Open Access

TNF-α and IL-10 downregulation and marked oxidative stress in Neuromyelitis Optica

  • Giselle Pentón-Rol1Email author,
  • Majel Cervantes-Llanos1,
  • Gregorio Martínez-Sánchez2,
  • José A Cabrera-Gómez3,
  • Carmen M Valenzuela-Silva1,
  • Omar Ramírez-Nuñez2,
  • Mayté Casanova-Orta2,
  • María A Robinson-Agramonte3,
  • Ileana Lopategui-Cabezas4 and
  • Pedro A López-Saura1
Contributed equally
Journal of Inflammation20096:18

https://doi.org/10.1186/1476-9255-6-18

Received: 22 December 2008

Accepted: 02 June 2009

Published: 02 June 2009

Abstract

Background

Neuromyelitis optica is a central nervous system demyelinating and inflammatory syndrome. The objective of this study is to identify cytokines related to the cellular immune response as well as blood brain barrier integrity and oxidative stress.

Methods

We performed a molecular characterization of cellular immune response and oxidative stress in serum from relapsing-NMO (R-NMO) patients and established the correlations between the clinical measurements and molecular parameters using the Bayesian approach.

Serum samples from 11 patients with R-NMO diagnosed according to Wingerchuk criteria and matched in terms of age, gender and ethnicity with the healthy controls were analyzed. The levels of TNF-α, IFN-γ, IL-10, MMP-9, TIMP-1 and oxidative stress markers: malondialdehyde, advanced oxidation protein products, peroxidation potential, superoxide dismutase, catalase, and total hydroperoxides were measured.

Results

We found almost undetectable levels of TNF-α, a decreased production of IL-10 and a significant up-regulation of every oxidative stress biomarker studied. The insufficient production of TNF-α and IL-10 in R-NMO patients, which are two important players of T cell mediated immunoregulation, suggest an effector – regulator imbalance. The overproduction of oxygen reactive species as a consequence of the chronic inflammatory milieu is reflected on the excess of oxidative damage mediators detected. Furthermore, Multidimensional Scaling and a Bayesian linear regression model revealed a significant linear dependence between Expanded Disability Status Scale Kurtzke and TIMP-1; pointing to a possible predictive or prognostic value of this clinical-molecular relationship.

Conclusion

These results suggest that there is a breakdown in immunoregulatory mechanisms and noteworthy pro-oxidant environment contributing to NMO pathogenesis.

Background

NMO is a neurological disease clinically characterized by severe optic neuritis and transverse myelitis, where the clinical monophasic and relapsing forms are distinguished.

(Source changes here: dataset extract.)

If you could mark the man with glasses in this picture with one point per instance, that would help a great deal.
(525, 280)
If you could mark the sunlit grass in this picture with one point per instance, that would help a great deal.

Recently recognized as a distinct clinical entity from Multiple Sclerosis (MS)[1], NMO patients show B cell autoimmunity; while NMO-IgG, an antibody that targets aquaporin-4, was found in the serum of 70% of the patients [2].

Plasmapheresis and immunosuppressive therapies are beneficial but they do not eliminate the disease, thereby suggesting other pathogenic mechanisms such as cellular immune response and oxidative stress (OS).

Since immunoregulation highly contributes to homeostasis, its loss, and the consequent rupture of the balance between the effector and regulator environments, could be one of the etio-pathogenic mechanisms of NMO.

Oxidative stress is defined as an imbalance in the generation of reactive oxygen species (ROS) and plays a major role in disease pathogenesis. The immune release of ROS has been involved in demyelination and axonal damage; while the weak cellular antioxidant defense systems in the CNS and its vulnerability to ROS may increase damage[3].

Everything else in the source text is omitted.